A boxed gift set -- featuring the book and Elf doll -- has been flying off the shelves at bookstores and department stores.
At Barnes & Noble in Fresno, sales are on their way to nearly tripling this holiday season. In previous years, the store only sold the boxed gift set after Thanksgiving, the traditional start to the holiday shopping season. (The book advises parents to help the Elf find new spots in their homes daily up to Christmas Day -- and help their children see where the Elf turns up and maybe his silliness.)
This year, Barnes & Noble planned to sell the boxed gift sets throughout the shopping season. Cost is $29.95.
"It's a phenomena," says Ashley Langford, community relations manager at Barnes & Noble in Fresno. "I've had parents say it's been a good experience for their family."
Parents say it's a big commitment to help the Elf get around in their homes.
"It's a lot of work, but fun," says Andrea Waters, a Clovis mother of three girls -- Melia, 4, Makena, 10, and Kayla, 15. "With the Internet, websites and social media, you get some great ideas. So many other moms are posting pictures on Facebook."
Waters, however, woke up at 3 a.m. one day, remembering she forgot to help Buddy, the name her daughters gave the Elf.
"You're in a panic," Waters says.
Buddy has everybody laughing with the places he turns up -- and the things he does.
He drew mustaches and beards of family members in framed photos. How did they know it was him? Buddy was holding a marker pen.
Buddy also has tied up the girls' underwear -- and toiled-papered the Christmas tree.
Elves can be elves.
Waters says she tries to live up to her parental responsibility in answering her daughters' questions about Buddy, especially the 15-year-old's.
"I think she has an inkling," Waters says. "I just tell her that it's sad when kids don't believe. At 36, I still believe. It's just magical for kids to believe."
Tiana Tune, a Fresno mother of two girls, ages 3 and 5 months, says she and the girls are having fun with their Elf -- Smiley.
She and husband Bryan make sure one of them helps Smiley get around.
Smiley has read books with older daughter Hailey's Barbie dolls and sang into microphones. He also hung a new stocking for Madelyn, the 5-month-old.
In helping Smiley, Tiana Tune says she and her husband are "trying to one-up each other."

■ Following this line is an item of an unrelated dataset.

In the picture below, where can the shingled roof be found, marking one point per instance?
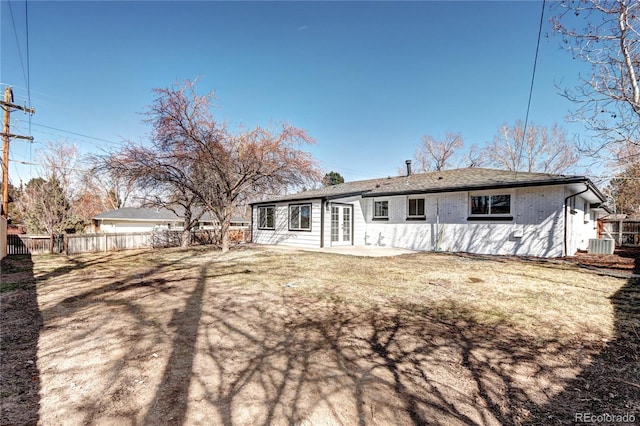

She says the children's grandparents had an interesting comment about Smiley watching over the girls.
"They say, 'Basically, he's a snitch, tattling on the kids,' " Tiana Tune says. "I say, 'That's part of it.' But when Hailey is throwing a tantrum, all I have to say is, 'Smiley is watching,' and she'll stop and say, 'I'm sorry, Smiley.' "
The Elf isn't confined to homes. He is turning up -- and having fun -- at businesses who see a lot of children and other places.
At The Little Gym of Fresno, where about 400 children are enrolled in classes, Flip the Elf has climbed the Christmas tree, sat on festive garland and next to a snowman in a wreath decoration.
"The kids enjoy coming into the gym and trying to find him," says Crystal Backowski, owner of The Little Gym of Fresno. "It's just so much fun [helping] find a place for him."
At Kiddie Kampus, Arthur the Elf finds different spots in the Christmas tree to "make sure the children have their listening ears on" so he can give good reports to Santa.
"The kids love it," says Julie Armstrong, director of Kiddie Kampus. "They're always looking for him when they come in here.
"The best part is seeing the kids, how they light up when they see it."
There also are Elf spin-offs in Fresno.
Petunia's Place, a children's bookstore, is offering the Santa's Little Helper elf doll. A flier tells of the elf's special job at Christmas time: "He sits on a shelf watching over you! He goes back to Santa each night to say who's been naughty or nice each winter day. So make sure to find him in a new place each day."
Jean Fennacy, co-owner of Petunia's Place, says the elf doll -- who isn't mischievous -- is popular.
"We like the twist on it," she says. "The excitement for children is every day. They hunt around the house looking for it. There's inquisitiveness and adventure in finding it."